NBN Co has quietly picked up 850MHz of spectrum from AAPT in the 28GHz spectrum band for its satellite service, but the company has refused to reveal how much it paid.
Written by Josh Taylor, Contributor

NBN Co has quietly picked up 850MHz of spectrum from AAPT in the 28GHz spectrum band for its satellite service, but the company has refused to reveal how much it paid.

In its six-monthly report to the government, released yesterday, the company revealed that in November, it had acquired 850MHz of spectrum in the 28GHz band from internet service provider (ISP) AAPT for the provision of the company's long-term satellite service, which will be launched in 2015.

According to the Australian Communications and Media Authority (ACMA) website, NBN Co has picked up just over two years' worth of spectrum licences in the 28GHz band in Adelaide, central-west NSW, Hobart, inner-west Queensland, Launceston, Mount Gambier, northern NSW, south Perth, "remote Australia", Riverland, South Coast NSW, south-west WA and the Spencer Gulf.

NBN Co refused to reveal the cost of this spectrum purchase to ZDNet Australia, due to "commercial sensitivity".

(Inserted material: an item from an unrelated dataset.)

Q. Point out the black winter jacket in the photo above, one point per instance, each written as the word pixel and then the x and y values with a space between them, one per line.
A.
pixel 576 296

NBN Co has frequently declined to release information about purchases and tendering processes, due to the information being "commercial in confidence". Questions about the halting of the construction tender process last year, and details on how NBN Co prices the extension of the fibre roll-out to areas outside of the planned 93 per cent of the population have been met with denials on the basis of commercial confidentiality.

Even questions from members of parliament have been shot down with a similar commercial confidentiality claim. In the second report of the joint parliamentary committee reviewing the National Broadband Network (NBN) roll-out, committee chair Rob Oakeshott expressed frustration with NBN Co continually using this provision to withhold information from the committee.

"The committee will continue to monitor claims of commercial in confidence, and may seek to press the issue if it believes its mandate from the parliament and the government is being unduly impeded by such claims without satisfactory explanation," Oakeshott said.

Shadow Communications Minister Malcolm Turnbull agreed.

"While appreciating that some matters are genuinely commercially sensitive, the coalition members of the committee do not see why a commercial contract should receive automatic and blanket protection from parliamentary scrutiny simply because it involves a private-sector counter-party," Turnbull said.

The AAPT buy is not the first spectrum grab for NBN Co. Last year, the company bought spectrum in the 2.3GHz and 3.4GHz spectrums from Austar for $120 million. NBN Co plans to use this spectrum for its fixed-wireless long-term evolution (LTE) network, which is expected to be up and running by 2015 for 4 of the 7 per cent of Australian premises not covered in the fibre roll-out.

The spectrum licences that NBN Co bought from AAPT are set to expire before NBN Co's satellite service has launched in 2015. NBN Co said that as the licence holder, it will now be in a position to discuss renewing these licences with the ACMA.